Searching for the elusive neutrino takes on many forms. Detectors consisting of many tons of gallium are used in several experiments because neutrino interactions can occur on the stable gallium-71 (71Ga) nucleus and transform it into a radioactive isotope of germanium (71Ge) with an 11-day half-life that can then be observed with traditional radiation detectors.
However, the rate of 71Ge production from these interactions has been observed to be short of expectations. This has emerged as what is referred to as "the gallium anomaly" - a significant discrepancy that occurs when electron neutrinos bombard gallium and produce the 71Ge.
This anomaly cannot be explained by current theories.
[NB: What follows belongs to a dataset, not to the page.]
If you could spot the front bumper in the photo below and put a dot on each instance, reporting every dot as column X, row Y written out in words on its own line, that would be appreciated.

As a result, it has given rise to speculation that it could be a signature that the neutrino can transform into other exotic particles, such as sterile neutrinos, which interact even less with matter than a normal neutrino; if confirmed, this would be a massive discovery.
Recently, a suggestion was made that this anomaly could instead be explained by something more mundane - a mismeasured half-life for the 71Ge nucleus. This is because the predicted rate of neutrino interactions depends on this half-life.
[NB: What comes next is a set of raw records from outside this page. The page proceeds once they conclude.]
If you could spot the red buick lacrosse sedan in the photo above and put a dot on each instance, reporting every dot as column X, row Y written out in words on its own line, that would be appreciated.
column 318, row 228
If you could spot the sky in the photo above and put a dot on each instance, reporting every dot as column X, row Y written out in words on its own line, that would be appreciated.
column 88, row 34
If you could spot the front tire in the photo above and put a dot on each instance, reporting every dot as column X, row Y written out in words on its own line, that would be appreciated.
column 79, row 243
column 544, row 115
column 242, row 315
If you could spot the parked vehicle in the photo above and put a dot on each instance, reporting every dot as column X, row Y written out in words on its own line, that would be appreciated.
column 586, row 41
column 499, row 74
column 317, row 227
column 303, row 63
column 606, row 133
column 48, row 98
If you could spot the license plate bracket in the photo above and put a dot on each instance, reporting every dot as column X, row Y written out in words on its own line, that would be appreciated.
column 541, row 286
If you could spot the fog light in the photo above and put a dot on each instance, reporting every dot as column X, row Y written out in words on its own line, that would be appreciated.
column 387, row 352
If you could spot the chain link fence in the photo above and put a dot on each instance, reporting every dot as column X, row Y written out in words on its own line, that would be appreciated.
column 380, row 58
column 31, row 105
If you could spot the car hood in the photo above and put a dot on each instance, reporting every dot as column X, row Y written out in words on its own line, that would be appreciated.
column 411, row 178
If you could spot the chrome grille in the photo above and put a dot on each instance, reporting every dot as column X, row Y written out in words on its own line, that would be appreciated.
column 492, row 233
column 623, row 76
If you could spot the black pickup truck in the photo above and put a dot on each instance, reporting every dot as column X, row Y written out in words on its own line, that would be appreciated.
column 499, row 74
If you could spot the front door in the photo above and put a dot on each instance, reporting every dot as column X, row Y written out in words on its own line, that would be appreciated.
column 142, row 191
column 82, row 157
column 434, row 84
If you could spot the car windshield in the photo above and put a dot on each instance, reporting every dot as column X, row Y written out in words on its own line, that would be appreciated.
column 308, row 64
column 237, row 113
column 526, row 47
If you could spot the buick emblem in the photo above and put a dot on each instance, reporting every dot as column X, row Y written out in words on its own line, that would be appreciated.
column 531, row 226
To test this possible explanation of the gallium anomaly, a team of scientists from Lawrence Berkeley and Lawrence Livermore national laboratories have determined the 71Ge half-life with a set of carefully performed measurements including two performed side-by-side with other long-lived radioactive isotopes with well-known half-lives. The research appears in Physical Review C.
The team was able to pin down the 71Ge half-life to a precision about four times better than any previous measurement. The work eliminates the mismeasurement of 71Ge as an explanation for the anomaly, which thus must have a different origin - possibly in the existence of a fourth neutrino type, called a sterile neutrino.
"The new half-life obtained by our team confirmed the earlier results, but put it on much firmer footing, definitively ruling out the possible explanation that the missing neutrinos were instead due to an incorrect 71Ge half-life," said LLNL scientist and lead author Nick Scielzo. "Therefore, the gallium anomaly remains a true mystery - one that potentially still requires some kind of unexpected new neutrino behavior to understand."
Other LLNL authors include Narek Gharibyan, Ken Gregorich, Brian Sammis, Jennifer Shusterman and Keenan Thomas. The work was funded through LLNL's Laboratory Directed Research and Development program.